Mais comme je te disais l’autre jour, à un moment donné on a été obligés de barrer la porte. Sauf que c’est pas pasqu’on était soudainement équipés de clés qu’on allait arrêter d’être vedge. Ça fait qu’on oubliait nos clés crissement souvent, pis qu’on était pognés dehors comme des caves.
On s’entend que, quand t’habites sur Wurtele, tu vas pas cacher une clé en d’sour du tapis comme un smatte! Des plans pour te faire défoncer… Mais ça veut pas dire qu’on avait pas de plan B; on en avait un: le passage par le shed.
Il fallait faire le tour par la ruelle. C’était le genre de ruelle ousque tu regardais toujours par-dessus ton épaule, même en plein jour. Faut dire que la rue Florian qui partageait la ruelle a’ec not’ rue était surnommée “la rue des putes”, pis que ce genre d’activité a tendance à laisser des traces dans le voisinage…
Là, dans ruelle, il fallait spotter c’était laquelle notre cour arrière. Ça l’air évident de même, mais ça l’était pas pantoute vu que tous les triplex étaient vraiment décrissés. Après, il fallait passer par-dessus la clôture Frost, pis marcher jusqu’au shed. Un genre de niche à feu, construit en bois pourri et recouvert de tôle grise. C’était quand même assez facile d’ouvrir la porte du shed, vu qu’elle était jamais barrée. Mais c’était crissement pas évident de rentrer là-dedans!
Ça sentait le tabarnak.
Pour ceux qui savent pas ce que ça sent, imaginez une odeur de poussière mélangée a’ec de la pisse, de la moisissure, de l’humidité, des cochonneries qui traînent là depuis un estie de boutte, pis un paquet d’autres affaires que je sais pas pantoute c’était quoi mais qui puaient sur un sale temps!
Une fois que t’avais ouvert la porte, y’avait un petit escalier de bois d’environ 12 pouces de large, complètement dans l’autre coin du shed.
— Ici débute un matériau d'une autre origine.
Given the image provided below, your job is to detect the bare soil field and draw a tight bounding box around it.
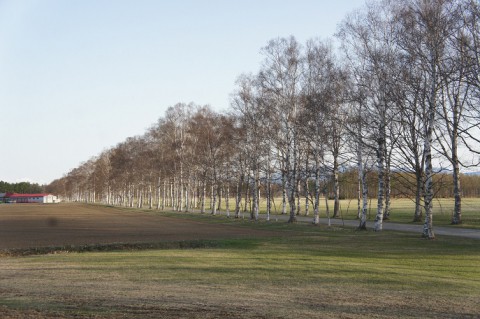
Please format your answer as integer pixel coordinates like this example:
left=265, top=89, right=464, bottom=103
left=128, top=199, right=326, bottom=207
left=0, top=204, right=278, bottom=251
left=0, top=204, right=480, bottom=319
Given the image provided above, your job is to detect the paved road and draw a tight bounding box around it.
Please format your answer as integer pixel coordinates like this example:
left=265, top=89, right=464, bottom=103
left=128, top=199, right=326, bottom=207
left=220, top=212, right=480, bottom=239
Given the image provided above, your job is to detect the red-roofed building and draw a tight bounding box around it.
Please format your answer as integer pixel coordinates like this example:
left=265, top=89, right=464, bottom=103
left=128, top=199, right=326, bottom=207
left=3, top=193, right=59, bottom=204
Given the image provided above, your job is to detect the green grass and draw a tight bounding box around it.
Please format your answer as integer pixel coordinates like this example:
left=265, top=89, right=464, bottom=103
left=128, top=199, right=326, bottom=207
left=0, top=221, right=480, bottom=318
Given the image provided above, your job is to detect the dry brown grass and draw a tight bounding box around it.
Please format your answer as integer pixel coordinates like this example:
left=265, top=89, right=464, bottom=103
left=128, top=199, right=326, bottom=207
left=0, top=205, right=480, bottom=319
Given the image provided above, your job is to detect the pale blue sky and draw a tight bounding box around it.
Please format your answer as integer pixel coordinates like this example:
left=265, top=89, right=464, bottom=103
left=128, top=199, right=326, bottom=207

Mais évidemment, dans le shed, y’avait pas moyen d’avoir de la lumière (vu qu’y’avait probablement pas d’ampoule, pis que même si y’en avait eu une, l’interrupteur aurait été en dedans pis que nous autres on était embarrés dehors)!
Là, il fallait marcher sur la pointe des pieds jusqu’à l’escalier. Je sais pas pourquoi, je marchais toujours sur la pointe des pieds dans l’shed, comme si j’avais peur d’alerter la colonie de rats d’égout que je soupçonnais d’habiter dans l’shed, vu que c’est clairement là que j’aurais pris mon spot, avoir été un rat d’égout. Après ça, il fallait monter les trois calices d’étages, en essayant de se protéger des toiles d’araignées pis en espérant pas s’enfarger dans rien. Je veux pas avoir l’air moumoune, mais estie que j’avais peur à chaque fois que je passais par le shed pour rentrer chez nous! Je pense que c’est à cause de ça que j’ai fini par arrêter d’oublier mes clés à un moment donné!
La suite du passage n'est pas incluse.